Comunicado de CORED sobre la muerte del vicario general de la Archidiócesis de Malabo

21/04/2026 | Opinión

Hay países donde la historia avanza. Y hay otros donde la historia se repite como una condena. Guinea Ecuatorial, tras 46 años bajo el poder de Teodoro Obiang Nguema, parece atrapada en un ciclo oscuro de denuncias, miedo y violencia política que se resiste a desaparecer.

La reciente muerte del vicario General del obispado de Malabo no puede entenderse como un hecho aislado. Para amplios sectores de la oposición y de la diáspora ecuatoguineana, este tipo de acontecimientos encajan en un patrón que llevan décadas denunciando: la eliminación de voces influyentes en momentos estratégicos, rodeados de opacidad y sin investigaciones independientes que disipen las dudas.

No es una acusación que surja del vacío. Es el resultado acumulado de años de sospechas, de relatos que se repiten, de nombres que nunca encontraron justicia. Casos como los de Eloy Elo Nve o Bonifacio Ngema Esono siguen presentes en la memoria colectiva como heridas abiertas. Cada nuevo episodio refuerza una percepción profundamente arraigada: que el poder en Guinea Ecuatorial no solo se ejerce, sino que también se impone mediante el miedo.

Pero este último hecho introduce un elemento aún más perturbador. La indignación crece entre los fieles y sectores críticos que consideran que la Iglesia ha sido golpeada de manera directa. La figura del Santo Padre el Papa Pío XIV, es invocada como testigo moral de una situación que, según denuncian, ya no puede seguir ignorándose.

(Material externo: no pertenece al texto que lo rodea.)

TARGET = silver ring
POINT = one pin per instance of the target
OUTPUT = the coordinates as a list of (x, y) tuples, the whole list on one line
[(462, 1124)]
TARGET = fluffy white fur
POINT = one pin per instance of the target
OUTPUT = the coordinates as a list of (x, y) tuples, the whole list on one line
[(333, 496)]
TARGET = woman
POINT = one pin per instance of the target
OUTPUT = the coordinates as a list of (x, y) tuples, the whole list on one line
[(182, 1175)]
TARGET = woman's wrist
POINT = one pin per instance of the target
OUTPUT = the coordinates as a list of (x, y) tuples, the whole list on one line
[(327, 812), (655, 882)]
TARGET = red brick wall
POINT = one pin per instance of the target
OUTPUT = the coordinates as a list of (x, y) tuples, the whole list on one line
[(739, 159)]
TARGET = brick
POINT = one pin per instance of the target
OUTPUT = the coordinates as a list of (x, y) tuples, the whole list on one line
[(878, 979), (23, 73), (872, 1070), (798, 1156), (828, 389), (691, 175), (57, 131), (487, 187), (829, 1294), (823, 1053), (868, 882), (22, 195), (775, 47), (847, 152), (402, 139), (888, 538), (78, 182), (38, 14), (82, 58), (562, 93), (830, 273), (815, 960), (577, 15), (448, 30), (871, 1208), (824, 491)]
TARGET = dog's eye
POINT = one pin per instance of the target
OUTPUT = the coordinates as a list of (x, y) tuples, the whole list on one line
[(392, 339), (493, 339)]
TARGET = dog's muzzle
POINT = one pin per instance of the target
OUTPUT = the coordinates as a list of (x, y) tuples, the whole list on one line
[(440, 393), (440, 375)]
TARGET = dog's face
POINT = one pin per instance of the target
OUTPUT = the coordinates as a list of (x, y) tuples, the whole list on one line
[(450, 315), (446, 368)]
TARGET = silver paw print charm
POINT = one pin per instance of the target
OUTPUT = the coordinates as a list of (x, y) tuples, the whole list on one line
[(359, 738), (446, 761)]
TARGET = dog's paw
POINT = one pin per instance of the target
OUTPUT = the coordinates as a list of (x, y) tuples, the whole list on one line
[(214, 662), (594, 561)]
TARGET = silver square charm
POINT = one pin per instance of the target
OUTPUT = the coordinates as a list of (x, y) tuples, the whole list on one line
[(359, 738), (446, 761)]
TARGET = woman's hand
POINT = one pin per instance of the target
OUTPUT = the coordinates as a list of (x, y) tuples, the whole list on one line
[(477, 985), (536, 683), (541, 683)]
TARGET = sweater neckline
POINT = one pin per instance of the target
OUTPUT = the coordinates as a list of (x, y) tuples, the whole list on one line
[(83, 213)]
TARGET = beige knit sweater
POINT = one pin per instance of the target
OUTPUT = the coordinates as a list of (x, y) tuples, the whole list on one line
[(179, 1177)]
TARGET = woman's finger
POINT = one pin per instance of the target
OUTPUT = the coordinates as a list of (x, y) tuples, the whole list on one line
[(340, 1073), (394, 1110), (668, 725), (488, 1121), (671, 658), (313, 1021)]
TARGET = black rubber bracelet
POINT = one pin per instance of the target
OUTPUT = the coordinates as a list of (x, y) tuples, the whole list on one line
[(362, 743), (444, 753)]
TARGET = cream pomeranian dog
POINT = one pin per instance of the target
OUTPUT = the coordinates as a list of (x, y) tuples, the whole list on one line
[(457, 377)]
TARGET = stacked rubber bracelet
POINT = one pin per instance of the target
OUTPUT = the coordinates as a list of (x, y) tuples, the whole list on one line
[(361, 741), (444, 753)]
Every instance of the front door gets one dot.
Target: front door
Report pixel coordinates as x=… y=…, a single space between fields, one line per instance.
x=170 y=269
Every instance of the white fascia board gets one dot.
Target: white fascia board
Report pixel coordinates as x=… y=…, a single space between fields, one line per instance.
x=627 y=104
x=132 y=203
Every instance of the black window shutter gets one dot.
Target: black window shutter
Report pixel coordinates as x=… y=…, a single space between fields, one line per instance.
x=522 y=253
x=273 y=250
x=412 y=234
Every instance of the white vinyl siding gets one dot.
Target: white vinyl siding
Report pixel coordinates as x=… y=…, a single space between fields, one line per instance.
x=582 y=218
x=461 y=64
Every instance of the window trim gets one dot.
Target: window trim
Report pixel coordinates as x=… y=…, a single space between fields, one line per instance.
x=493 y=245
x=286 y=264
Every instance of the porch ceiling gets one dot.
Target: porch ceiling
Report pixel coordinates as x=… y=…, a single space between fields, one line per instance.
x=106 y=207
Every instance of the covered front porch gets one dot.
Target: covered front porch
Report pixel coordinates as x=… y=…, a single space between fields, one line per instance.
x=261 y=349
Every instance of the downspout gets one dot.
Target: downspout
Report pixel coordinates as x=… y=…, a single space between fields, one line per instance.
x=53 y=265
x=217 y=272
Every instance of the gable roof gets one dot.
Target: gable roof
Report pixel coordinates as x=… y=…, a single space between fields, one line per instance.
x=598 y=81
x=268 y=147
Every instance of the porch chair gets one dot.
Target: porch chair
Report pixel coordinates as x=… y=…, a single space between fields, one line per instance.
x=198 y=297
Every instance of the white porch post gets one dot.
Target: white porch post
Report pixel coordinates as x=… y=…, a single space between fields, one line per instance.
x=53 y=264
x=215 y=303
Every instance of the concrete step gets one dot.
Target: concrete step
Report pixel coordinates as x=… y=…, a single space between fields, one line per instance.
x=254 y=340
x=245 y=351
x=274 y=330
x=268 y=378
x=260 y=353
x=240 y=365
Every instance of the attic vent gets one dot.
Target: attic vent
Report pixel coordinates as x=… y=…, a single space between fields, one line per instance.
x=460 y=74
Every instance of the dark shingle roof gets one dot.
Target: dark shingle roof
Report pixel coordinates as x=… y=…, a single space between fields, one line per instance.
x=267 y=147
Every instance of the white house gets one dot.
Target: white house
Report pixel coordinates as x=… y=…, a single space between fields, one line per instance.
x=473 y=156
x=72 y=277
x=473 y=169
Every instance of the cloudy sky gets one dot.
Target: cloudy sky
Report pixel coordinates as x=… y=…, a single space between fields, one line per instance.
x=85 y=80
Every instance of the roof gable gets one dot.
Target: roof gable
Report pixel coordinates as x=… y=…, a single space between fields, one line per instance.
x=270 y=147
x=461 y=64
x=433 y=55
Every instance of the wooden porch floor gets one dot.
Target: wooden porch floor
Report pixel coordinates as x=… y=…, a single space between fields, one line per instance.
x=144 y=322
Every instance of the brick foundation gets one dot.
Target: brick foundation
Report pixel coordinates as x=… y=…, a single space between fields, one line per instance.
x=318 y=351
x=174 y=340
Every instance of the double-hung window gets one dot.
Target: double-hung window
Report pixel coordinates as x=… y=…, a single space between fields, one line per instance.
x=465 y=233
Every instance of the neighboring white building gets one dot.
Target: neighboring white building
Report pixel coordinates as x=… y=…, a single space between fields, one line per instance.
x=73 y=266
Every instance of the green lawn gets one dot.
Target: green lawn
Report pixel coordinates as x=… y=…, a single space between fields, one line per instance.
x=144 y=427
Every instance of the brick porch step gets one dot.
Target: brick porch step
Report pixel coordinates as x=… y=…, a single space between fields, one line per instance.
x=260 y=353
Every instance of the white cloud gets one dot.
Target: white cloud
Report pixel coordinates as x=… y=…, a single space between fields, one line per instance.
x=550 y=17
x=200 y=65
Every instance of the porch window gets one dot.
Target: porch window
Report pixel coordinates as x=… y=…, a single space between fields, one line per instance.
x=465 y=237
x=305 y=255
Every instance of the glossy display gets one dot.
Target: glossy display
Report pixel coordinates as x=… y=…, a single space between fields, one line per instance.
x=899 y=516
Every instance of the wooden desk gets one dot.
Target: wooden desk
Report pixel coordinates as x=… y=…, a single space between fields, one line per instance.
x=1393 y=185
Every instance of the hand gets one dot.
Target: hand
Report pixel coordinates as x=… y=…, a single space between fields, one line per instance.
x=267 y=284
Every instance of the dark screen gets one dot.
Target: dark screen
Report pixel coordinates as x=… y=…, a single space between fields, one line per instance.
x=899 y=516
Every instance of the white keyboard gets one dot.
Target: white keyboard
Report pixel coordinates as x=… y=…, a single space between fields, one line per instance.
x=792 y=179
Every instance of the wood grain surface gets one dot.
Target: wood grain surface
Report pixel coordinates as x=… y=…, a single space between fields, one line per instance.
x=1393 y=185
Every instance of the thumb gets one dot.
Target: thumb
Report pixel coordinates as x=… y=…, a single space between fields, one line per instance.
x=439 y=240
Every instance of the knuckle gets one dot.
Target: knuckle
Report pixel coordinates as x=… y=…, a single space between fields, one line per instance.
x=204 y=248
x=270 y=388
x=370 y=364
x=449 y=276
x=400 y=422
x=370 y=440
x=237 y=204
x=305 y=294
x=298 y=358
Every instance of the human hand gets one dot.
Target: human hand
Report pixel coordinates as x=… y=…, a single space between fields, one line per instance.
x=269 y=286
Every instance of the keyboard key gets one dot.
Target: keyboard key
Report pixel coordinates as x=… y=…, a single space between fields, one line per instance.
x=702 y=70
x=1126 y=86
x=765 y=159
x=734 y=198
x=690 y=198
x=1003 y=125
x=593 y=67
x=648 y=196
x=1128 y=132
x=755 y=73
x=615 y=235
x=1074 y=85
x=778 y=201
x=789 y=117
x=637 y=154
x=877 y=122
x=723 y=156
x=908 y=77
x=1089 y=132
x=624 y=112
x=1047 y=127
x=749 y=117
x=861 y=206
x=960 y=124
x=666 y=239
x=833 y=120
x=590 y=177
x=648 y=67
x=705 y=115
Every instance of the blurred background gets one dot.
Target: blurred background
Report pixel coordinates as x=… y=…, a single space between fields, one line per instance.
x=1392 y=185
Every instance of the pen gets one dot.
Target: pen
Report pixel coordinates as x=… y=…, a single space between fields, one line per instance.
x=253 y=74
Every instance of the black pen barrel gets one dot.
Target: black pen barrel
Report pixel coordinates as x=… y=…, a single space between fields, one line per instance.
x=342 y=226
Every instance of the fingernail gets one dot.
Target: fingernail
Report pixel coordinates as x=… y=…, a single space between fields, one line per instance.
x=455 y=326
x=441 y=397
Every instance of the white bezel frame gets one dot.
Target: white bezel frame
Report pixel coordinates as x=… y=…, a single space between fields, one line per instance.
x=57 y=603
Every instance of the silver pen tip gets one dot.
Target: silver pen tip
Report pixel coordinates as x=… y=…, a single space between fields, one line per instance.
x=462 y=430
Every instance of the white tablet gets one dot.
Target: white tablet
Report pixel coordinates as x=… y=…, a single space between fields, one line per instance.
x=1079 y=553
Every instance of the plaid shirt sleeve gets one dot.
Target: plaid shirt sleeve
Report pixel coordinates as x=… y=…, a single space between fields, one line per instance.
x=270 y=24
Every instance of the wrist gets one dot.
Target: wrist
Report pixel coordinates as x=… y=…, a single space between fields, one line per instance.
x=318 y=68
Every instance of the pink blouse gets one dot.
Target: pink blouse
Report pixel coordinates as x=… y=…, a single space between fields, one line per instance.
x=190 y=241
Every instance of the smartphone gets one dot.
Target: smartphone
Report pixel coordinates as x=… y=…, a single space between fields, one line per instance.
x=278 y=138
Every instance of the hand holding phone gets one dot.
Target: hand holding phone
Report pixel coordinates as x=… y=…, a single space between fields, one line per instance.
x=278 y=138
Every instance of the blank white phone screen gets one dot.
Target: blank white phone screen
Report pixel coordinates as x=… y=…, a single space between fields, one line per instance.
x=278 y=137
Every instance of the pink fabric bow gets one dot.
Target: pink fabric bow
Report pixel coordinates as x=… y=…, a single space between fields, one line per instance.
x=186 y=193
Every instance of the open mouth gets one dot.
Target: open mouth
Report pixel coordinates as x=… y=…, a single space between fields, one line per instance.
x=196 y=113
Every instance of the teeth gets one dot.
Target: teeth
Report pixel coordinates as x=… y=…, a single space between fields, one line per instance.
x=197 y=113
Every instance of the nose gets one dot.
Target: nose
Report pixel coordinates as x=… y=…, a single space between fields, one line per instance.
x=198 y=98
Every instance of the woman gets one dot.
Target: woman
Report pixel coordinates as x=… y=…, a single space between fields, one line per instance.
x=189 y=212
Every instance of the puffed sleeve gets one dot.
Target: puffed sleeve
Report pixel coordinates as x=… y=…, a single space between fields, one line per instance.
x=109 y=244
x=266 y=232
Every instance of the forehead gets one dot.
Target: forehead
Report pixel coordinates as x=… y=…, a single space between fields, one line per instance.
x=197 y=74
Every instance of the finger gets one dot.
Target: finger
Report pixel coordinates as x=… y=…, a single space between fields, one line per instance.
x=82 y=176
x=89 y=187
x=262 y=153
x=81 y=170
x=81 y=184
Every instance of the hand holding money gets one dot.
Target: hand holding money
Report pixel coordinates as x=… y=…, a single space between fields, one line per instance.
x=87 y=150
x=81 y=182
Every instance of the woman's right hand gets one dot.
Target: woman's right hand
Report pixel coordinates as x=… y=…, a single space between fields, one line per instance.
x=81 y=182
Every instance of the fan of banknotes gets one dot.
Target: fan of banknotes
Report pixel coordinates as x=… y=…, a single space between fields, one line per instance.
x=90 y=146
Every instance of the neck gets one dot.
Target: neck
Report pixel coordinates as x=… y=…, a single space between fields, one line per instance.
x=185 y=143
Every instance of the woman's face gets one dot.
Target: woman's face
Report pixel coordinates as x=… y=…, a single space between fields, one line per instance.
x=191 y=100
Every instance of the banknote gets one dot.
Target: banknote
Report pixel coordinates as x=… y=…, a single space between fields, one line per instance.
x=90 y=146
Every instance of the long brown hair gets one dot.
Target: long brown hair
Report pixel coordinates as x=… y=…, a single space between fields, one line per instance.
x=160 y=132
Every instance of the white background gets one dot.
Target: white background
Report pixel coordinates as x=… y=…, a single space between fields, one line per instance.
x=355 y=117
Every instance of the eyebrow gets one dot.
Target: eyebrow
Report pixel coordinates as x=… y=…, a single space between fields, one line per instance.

Para estos sectores, lo ocurrido no solo representa un crimen que exige esclarecimiento, sino una afrenta que se produce prácticamente ante la mirada de la máxima autoridad de la Iglesia. La expectativa es clara: se espera un pronunciamiento firme, inequívoco, a la altura de la gravedad de los hechos y del sufrimiento acumulado de una población que durante décadas ha denunciado abusos sin encontrar eco suficiente en la comunidad internacional.

La controversia se intensifica por el hecho de que, según estas voces críticas, las más altas autoridades del país —incluido el propio jefe de Estado— continúan presentes en escenarios de legitimidad internacional y cercanía institucional. Este contraste, entre denuncias persistentes y reconocimiento exterior, alimenta aún más la frustración de quienes reclaman justicia.

La CORED, en este contexto, eleva el tono de su exigencia: pide no solo el esclarecimiento inmediato de este caso, sino también acciones concretas y contundentes que rompan con lo que consideran un ciclo de impunidad. Su llamado a la población

creyente y a la Iglesia universal es directo: no permanecer en silencio ante lo que describen como décadas de represión, intimidación, secuestros y violencia política.

El problema no es únicamente lo que ocurre, sino lo que no ocurre después: no hay transparencia, no hay rendición de cuentas, no hay investigaciones creíbles. En ese vacío, crece la desconfianza y se consolida la idea de un sistema que opera sin consecuencias.

El régimen podrá rechazar estas acusaciones. Podrá calificarlas de infundadas. Pero lo que no puede ignorar es la persistencia de las mismas denuncias durante casi medio siglo.

Cuando una narrativa de abuso atraviesa generaciones enteras, deja de ser una simple consigna política para convertirse en una crisis profunda que exige atención urgente.

Guinea Ecuatorial no necesita más silencios diplomáticos ni gestos simbólicos vacíos. Necesita verdad. Necesita justicia. Y hoy, más que nunca, una parte importante de su población mira hacia Roma esperando una palabra clara, firme y valiente.

En este contexto, la llamada de la CORED a la movilización de la población creyente, una manifestación pública ante el santo padre para decir al papa que todo el exceso perjudica. Y también decirle y demostrarle que, en este país no hay ninguna familia

que no ha sacado lagrimas con este régimen, no es un gesto simbólico menor, es una forma de hacer que él papa sepa la realidad y que tenga la verdad a primera mano. Es un intento de romper el silencio, de internacionalizar una situación que, durante demasiado tiempo, ha permanecido en la sombra. Llevar esta denuncia incluso ante el Papa representa un acto de desesperación, pero también de resistencia: la búsqueda de una autoridad moral que escuche cuando las instituciones nacionales no responden.

¡Esta vez la valentía del pueblo y su unidad debe manifestarse ya!

El régimen podrá negar estas acusaciones. Podrá descalificarlas. Pero lo que no puede borrar es la persistencia de las mismas denuncias durante casi medio siglo. Cuando una misma narrativa de abuso, represión y miedo atraviesa generaciones, deja de ser un

simple discurso político para convertirse en un problema estructural que exige atención urgente.